Flattery and pragmatism: UK plan to stay on Trump’s good side
LONDON: With its flattering rhetoric, leniency in responding to US trade threats and alignment with Washington this week at a summit on artificial intelligence, the United Kingdom has signalled a willingness to take President Donald Trump’s side over Europe.
“The UK has no closer ally than America,” Britain’s newly appointed ambassador to the United States, Peter Mandelson, said on Tuesday, in a video overflowing with superlatives posted on Elon Musk’s X platform.
The Labour party grandee, formerly a European commissioner, had told the BBC on Monday that Britain has “to respect and understand what drives (Trump), what his mandate is to do, and how his allies need to adjust sometimes”.
David Lammy, Britain’s top diplomat, also lavished praise on Trump last month, saying he displayed “incredible grace and generosity” and was “very funny, very friendly, very warm” during their meeting last September.
The comments were somewhat more complimentary than previous remarks by Lammy in which he called Trump a “woman-hating, neo-Nazi-sympathising sociopath”. The conciliatory tone is “likely to be calculated at keeping the UK out of Trump’s crosshairs when it comes to tariffs and any other forms of aggressive US foreign policy,” said Michael Plouffe, an associate professor at UCL university in London.
Jonathan Portes, an economist at King’s College London, said “the UK, as usual, is trying to have its cake and eat it”. “This is perfectly rational and sensible,” he added. “It is hoping to avoid the worst excesses of Trump at the same time as it pursues its rapprochement with the EU.”
‘Makes sense’
The European Union remains by far Britain’s largest trading partner, but London has dreamt of a trade agreement with Washington, which Prime Minister Keir Starmer recently called for, since leaving the bloc.
Faced with the frenetic start to Trump’s presidency and his unpredictable diplomatic manoeuvrings, Starmer has in recent days made strategic choices to distance himself from the Europeans.
There is no question of Britain joining the EU’s countermeasures promised on Tuesday in response to Trump’s newly announced 25-per cent customs duties on steel and aluminium, which the United States will impose from March 12. Britain instead says that it is “engaging” with the United States on the details of the tariffs.

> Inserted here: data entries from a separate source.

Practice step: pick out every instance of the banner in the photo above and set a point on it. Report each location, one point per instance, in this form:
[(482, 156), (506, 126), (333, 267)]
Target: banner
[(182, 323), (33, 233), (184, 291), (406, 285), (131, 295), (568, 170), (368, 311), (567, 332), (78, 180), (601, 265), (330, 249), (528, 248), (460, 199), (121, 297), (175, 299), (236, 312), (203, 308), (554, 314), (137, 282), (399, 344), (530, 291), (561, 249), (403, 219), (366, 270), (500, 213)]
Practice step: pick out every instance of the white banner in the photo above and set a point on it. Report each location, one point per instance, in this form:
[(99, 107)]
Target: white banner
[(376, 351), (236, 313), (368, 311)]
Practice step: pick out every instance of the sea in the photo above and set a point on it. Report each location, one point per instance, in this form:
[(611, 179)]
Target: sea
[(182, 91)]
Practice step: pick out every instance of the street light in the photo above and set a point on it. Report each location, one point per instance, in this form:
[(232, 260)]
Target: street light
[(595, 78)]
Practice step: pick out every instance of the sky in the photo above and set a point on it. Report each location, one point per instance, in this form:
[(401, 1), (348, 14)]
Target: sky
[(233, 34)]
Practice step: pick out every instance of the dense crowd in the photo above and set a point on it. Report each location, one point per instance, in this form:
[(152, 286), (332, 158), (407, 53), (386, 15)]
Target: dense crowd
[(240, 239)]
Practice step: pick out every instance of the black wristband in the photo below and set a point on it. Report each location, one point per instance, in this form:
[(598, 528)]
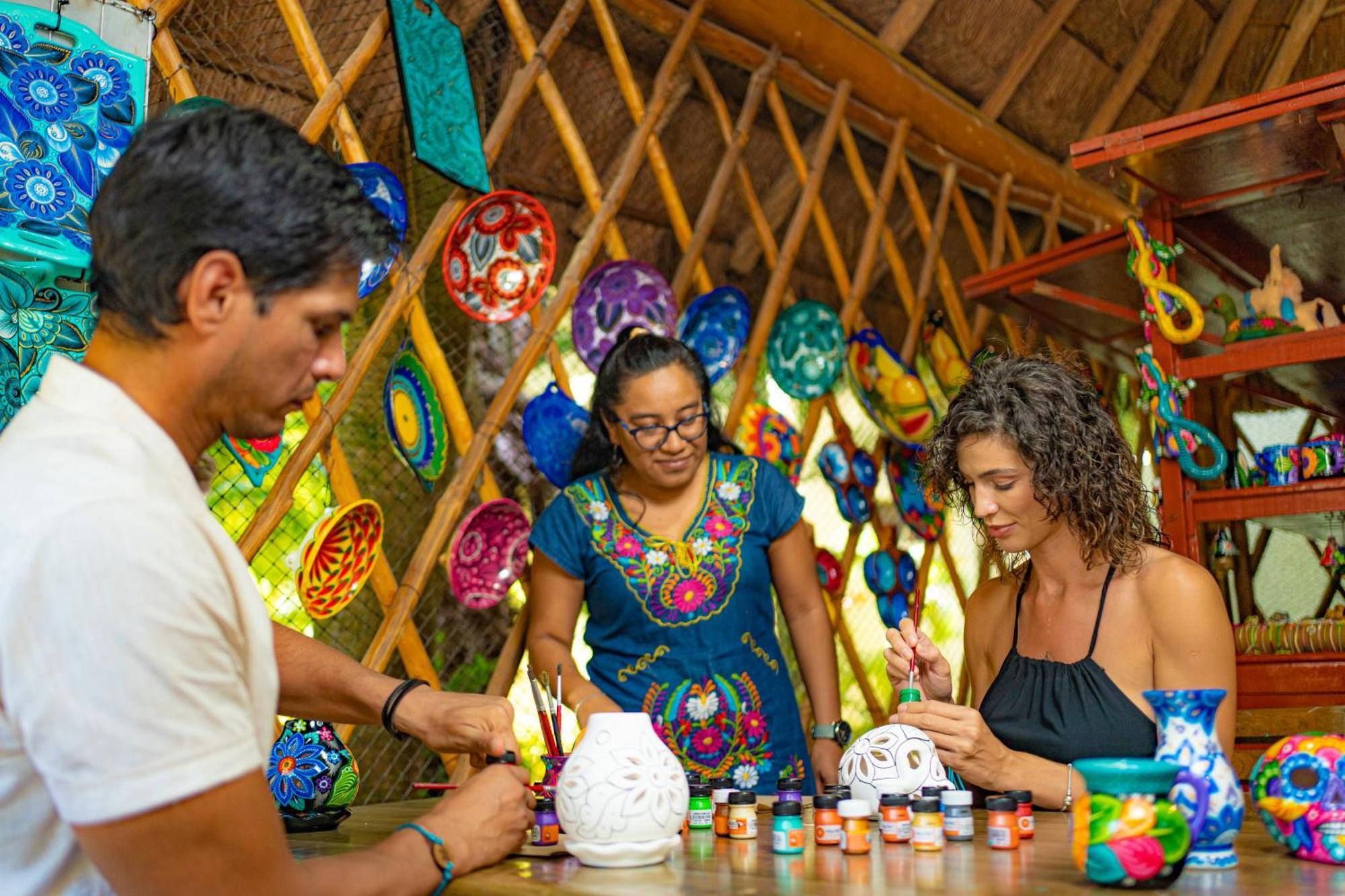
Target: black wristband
[(396, 697)]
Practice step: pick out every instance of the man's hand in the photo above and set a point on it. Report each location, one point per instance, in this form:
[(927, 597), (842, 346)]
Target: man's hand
[(486, 818), (450, 723)]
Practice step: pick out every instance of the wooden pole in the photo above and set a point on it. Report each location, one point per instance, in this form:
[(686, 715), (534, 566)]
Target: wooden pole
[(723, 175), (1213, 61), (656, 157), (274, 507), (566, 127), (451, 503), (1296, 41), (789, 252)]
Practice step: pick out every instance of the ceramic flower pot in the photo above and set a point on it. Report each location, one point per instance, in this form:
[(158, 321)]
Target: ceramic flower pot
[(622, 795), (1128, 831), (313, 776), (891, 759), (1187, 739)]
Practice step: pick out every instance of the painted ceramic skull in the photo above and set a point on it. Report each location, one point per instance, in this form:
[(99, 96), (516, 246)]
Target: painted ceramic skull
[(891, 759), (1299, 786)]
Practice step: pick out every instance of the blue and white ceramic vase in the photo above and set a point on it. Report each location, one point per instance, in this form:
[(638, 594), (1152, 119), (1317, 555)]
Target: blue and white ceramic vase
[(1187, 737)]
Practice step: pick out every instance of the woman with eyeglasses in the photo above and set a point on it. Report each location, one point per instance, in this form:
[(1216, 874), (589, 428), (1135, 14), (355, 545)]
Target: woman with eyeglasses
[(673, 538)]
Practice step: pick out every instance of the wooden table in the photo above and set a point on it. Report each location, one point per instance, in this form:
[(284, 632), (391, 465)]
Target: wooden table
[(708, 864)]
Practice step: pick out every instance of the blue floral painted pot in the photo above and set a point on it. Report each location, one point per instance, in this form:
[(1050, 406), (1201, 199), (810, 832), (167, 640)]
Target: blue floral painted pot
[(1187, 739), (313, 776)]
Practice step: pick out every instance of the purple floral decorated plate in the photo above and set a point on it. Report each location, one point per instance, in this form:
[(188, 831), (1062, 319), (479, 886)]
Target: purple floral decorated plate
[(716, 329), (385, 193), (553, 427), (489, 553), (615, 296), (500, 256)]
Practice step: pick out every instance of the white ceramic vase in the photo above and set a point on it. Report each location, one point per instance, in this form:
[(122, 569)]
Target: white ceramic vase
[(622, 795)]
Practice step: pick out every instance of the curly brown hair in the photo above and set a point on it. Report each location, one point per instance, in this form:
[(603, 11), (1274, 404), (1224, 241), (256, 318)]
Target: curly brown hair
[(1082, 469)]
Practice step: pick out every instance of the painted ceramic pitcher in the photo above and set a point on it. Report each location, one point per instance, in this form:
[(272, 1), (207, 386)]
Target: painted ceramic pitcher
[(1126, 830), (1187, 737)]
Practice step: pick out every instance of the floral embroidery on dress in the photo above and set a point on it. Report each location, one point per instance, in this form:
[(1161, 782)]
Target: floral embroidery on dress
[(715, 727), (677, 583)]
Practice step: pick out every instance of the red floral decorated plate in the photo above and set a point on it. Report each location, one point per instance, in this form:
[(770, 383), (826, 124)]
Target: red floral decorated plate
[(500, 256), (489, 552)]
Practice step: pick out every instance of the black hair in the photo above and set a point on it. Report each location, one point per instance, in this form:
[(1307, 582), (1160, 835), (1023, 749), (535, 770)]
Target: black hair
[(636, 354), (233, 179)]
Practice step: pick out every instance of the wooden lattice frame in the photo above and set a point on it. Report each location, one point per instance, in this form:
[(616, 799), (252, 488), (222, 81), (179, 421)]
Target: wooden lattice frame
[(399, 598)]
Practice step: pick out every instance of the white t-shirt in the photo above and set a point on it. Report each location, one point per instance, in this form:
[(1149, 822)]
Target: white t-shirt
[(137, 658)]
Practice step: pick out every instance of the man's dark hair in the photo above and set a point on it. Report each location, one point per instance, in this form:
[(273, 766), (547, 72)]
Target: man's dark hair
[(233, 179)]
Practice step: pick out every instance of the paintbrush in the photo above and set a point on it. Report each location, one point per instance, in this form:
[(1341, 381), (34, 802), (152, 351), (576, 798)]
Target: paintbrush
[(559, 708), (541, 713)]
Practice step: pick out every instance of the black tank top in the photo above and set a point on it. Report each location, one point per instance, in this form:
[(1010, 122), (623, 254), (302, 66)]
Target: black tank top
[(1065, 712)]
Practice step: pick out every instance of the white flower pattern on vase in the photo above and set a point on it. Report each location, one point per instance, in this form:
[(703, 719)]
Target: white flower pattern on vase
[(622, 795)]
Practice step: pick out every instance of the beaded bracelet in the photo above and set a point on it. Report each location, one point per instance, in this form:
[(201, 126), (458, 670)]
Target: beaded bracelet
[(438, 850)]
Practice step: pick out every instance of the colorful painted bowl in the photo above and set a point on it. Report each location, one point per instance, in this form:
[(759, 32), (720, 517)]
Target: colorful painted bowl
[(716, 329), (806, 349), (919, 507), (769, 435), (615, 296), (500, 256), (313, 776), (385, 193), (415, 417), (258, 456), (553, 427), (891, 392), (829, 572), (340, 559), (489, 552)]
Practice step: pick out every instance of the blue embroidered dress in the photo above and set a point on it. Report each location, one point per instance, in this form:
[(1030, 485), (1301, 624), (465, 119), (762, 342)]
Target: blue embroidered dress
[(685, 631)]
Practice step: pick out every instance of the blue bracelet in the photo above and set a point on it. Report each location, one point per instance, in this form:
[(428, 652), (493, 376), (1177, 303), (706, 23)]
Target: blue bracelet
[(436, 846)]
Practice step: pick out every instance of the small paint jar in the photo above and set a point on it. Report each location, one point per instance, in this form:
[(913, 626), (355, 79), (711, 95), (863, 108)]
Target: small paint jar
[(720, 797), (957, 814), (547, 825), (855, 826), (926, 825), (700, 810), (743, 814), (895, 823), (1027, 823), (827, 821), (1003, 822), (787, 827)]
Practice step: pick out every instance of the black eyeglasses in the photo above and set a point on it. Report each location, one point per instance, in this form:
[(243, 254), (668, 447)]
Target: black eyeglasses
[(656, 435)]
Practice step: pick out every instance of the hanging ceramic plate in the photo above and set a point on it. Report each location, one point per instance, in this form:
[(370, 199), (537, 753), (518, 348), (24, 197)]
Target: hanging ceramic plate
[(615, 296), (385, 193), (500, 256), (68, 108), (415, 417), (891, 392), (806, 349), (341, 557), (919, 507), (553, 427), (489, 552), (256, 456), (769, 435), (716, 329)]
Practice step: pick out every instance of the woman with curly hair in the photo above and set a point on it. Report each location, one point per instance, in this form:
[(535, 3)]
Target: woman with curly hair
[(1093, 612)]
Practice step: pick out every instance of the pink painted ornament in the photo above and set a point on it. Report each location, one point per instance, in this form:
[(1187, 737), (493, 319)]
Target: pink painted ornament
[(489, 553)]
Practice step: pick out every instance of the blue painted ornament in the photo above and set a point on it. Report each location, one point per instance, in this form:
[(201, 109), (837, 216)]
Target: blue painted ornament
[(313, 776), (716, 329), (553, 427), (385, 193)]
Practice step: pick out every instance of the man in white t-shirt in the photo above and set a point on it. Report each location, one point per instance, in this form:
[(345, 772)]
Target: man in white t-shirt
[(139, 671)]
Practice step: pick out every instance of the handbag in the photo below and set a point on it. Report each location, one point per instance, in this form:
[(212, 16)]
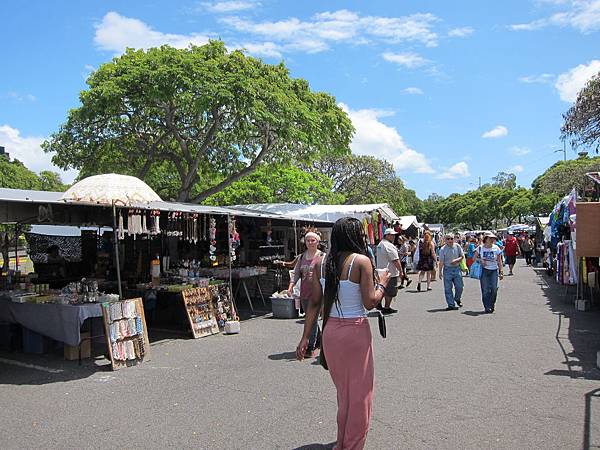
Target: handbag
[(382, 326), (475, 271)]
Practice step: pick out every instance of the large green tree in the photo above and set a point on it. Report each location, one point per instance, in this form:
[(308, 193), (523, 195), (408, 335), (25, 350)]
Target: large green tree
[(275, 184), (563, 176), (364, 179), (582, 120), (212, 115)]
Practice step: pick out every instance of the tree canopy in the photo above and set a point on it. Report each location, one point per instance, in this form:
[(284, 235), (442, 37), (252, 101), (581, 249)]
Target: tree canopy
[(209, 115), (275, 184), (558, 180), (582, 120)]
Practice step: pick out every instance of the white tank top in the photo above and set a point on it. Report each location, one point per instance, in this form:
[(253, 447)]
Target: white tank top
[(350, 305)]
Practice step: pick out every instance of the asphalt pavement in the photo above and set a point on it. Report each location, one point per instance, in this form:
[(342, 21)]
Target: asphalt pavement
[(523, 377)]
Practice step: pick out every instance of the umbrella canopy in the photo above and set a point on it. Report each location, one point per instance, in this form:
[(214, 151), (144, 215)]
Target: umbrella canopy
[(111, 188)]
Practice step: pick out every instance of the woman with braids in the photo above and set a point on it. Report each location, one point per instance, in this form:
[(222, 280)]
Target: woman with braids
[(351, 290), (304, 270)]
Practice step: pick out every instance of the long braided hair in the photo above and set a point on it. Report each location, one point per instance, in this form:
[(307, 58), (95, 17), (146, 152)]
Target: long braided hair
[(347, 236)]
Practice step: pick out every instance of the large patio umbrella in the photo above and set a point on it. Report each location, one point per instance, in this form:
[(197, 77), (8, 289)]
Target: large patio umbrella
[(112, 189)]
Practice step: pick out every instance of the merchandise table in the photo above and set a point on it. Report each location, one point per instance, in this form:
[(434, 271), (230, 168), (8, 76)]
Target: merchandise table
[(59, 322)]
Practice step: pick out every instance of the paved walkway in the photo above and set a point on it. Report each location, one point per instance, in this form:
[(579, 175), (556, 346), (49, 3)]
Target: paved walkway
[(523, 377)]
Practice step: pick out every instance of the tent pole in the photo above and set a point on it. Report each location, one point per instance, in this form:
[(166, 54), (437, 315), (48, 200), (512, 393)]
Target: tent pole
[(295, 238), (116, 239)]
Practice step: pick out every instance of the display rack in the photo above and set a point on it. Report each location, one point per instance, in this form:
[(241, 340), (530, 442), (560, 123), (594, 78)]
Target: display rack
[(223, 305), (126, 332), (200, 311)]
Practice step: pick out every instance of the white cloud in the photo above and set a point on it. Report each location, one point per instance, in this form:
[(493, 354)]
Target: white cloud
[(228, 6), (520, 151), (461, 32), (408, 59), (116, 33), (570, 83), (341, 26), (582, 15), (28, 150), (543, 78), (375, 138), (458, 170), (412, 91), (268, 49), (496, 132), (516, 169), (18, 97)]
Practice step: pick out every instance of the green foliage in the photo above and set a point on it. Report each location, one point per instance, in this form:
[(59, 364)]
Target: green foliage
[(270, 184), (14, 175), (205, 114), (582, 120), (563, 176), (51, 181)]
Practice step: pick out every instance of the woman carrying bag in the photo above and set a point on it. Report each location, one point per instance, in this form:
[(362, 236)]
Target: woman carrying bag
[(351, 289), (489, 256)]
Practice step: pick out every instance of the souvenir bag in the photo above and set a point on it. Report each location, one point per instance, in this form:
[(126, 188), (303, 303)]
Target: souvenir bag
[(475, 270)]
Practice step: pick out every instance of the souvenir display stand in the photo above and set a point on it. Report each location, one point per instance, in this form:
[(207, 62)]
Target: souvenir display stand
[(201, 314), (126, 333)]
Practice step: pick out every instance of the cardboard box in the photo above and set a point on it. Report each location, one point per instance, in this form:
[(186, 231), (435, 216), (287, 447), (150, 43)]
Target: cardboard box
[(72, 351)]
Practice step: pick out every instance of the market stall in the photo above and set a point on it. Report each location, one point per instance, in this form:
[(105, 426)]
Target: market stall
[(140, 247)]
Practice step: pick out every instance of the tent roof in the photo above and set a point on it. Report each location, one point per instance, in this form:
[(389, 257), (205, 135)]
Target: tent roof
[(409, 221), (327, 213), (45, 197)]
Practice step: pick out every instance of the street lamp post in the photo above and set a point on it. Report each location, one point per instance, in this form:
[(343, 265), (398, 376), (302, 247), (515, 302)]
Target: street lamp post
[(563, 150)]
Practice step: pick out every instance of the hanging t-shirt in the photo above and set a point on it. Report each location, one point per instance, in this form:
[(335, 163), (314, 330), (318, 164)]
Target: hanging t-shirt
[(489, 256), (511, 246)]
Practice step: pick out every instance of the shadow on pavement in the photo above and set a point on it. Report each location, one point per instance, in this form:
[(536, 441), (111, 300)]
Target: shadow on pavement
[(583, 331), (285, 356), (316, 446), (438, 310), (587, 430), (474, 313)]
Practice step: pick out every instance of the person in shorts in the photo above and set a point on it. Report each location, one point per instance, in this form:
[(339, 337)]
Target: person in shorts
[(388, 258)]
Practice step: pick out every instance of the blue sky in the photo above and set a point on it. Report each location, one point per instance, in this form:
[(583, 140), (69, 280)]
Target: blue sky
[(446, 91)]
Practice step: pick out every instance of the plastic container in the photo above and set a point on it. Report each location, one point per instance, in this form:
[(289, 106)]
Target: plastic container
[(284, 308)]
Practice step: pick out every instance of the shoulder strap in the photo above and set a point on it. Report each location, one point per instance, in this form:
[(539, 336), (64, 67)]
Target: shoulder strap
[(350, 266)]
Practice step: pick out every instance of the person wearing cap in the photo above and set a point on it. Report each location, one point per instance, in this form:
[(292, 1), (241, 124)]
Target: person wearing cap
[(451, 255), (511, 250), (490, 257), (388, 258)]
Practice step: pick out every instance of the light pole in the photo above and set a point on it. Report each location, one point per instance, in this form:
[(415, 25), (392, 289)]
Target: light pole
[(564, 150)]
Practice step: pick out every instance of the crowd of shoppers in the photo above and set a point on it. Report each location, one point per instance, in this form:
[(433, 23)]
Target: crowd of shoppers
[(352, 279)]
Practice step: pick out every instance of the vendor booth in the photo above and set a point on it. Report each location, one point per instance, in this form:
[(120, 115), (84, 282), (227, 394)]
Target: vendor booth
[(164, 264)]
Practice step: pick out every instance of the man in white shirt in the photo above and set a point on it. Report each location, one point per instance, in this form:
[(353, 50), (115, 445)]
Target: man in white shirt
[(388, 258), (450, 257)]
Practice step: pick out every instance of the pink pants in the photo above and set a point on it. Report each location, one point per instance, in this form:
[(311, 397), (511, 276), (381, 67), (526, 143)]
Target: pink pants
[(349, 354)]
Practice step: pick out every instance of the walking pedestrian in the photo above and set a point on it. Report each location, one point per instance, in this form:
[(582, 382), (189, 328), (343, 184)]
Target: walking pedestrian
[(451, 256), (470, 247), (426, 263), (527, 247), (388, 258), (404, 251), (303, 271), (511, 251), (351, 290), (490, 257)]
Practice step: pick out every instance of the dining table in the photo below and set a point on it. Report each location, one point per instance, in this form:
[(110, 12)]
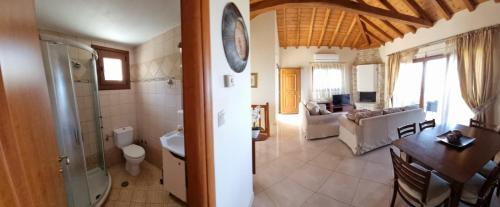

“What British industry needs and deserves is not a knee-jerk reaction but a cool and clear-headed sense of the UK’s national interest based on a full assessment of all the implications of the US’s actions,” said British trade minister Douglas Alexander.
London also sided against the EU on the crucial issue of artificial intelligence, teaming up with the United States in refusing to sign the final declaration of the AI summit in Paris on Tuesday.
“We felt the declaration didn´t provide enough practical clarity on global governance, nor sufficiently address harder questions around national security and the challenge AI poses to it,” said a British government spokesperson.
This “cautious approach to the US” over AI is aligned with Starmer’s promise to make the Britain a world leader in the sector, said Plouffe. It also “makes sense” that Starmer would avoid “antagonism with the state that is home to three of the leading AI providers”, he added.
“This may win some favour with Trump” at a time when the digital giants, who have become the Republican’s close allies, are locked in regulatory disputes with the EU. “I think he’s done a very good job thus far,” Trump said of Starmer in late January. “I like him a lot.”
But can the British strategy work in the long term? “That depends on just how confrontational Trump is with the EU and whether he wants to try to lever the UK away from the EU,” Portes said. “Since nobody -- including him -- knows what he’s going to do, I certainly don’t,” he added.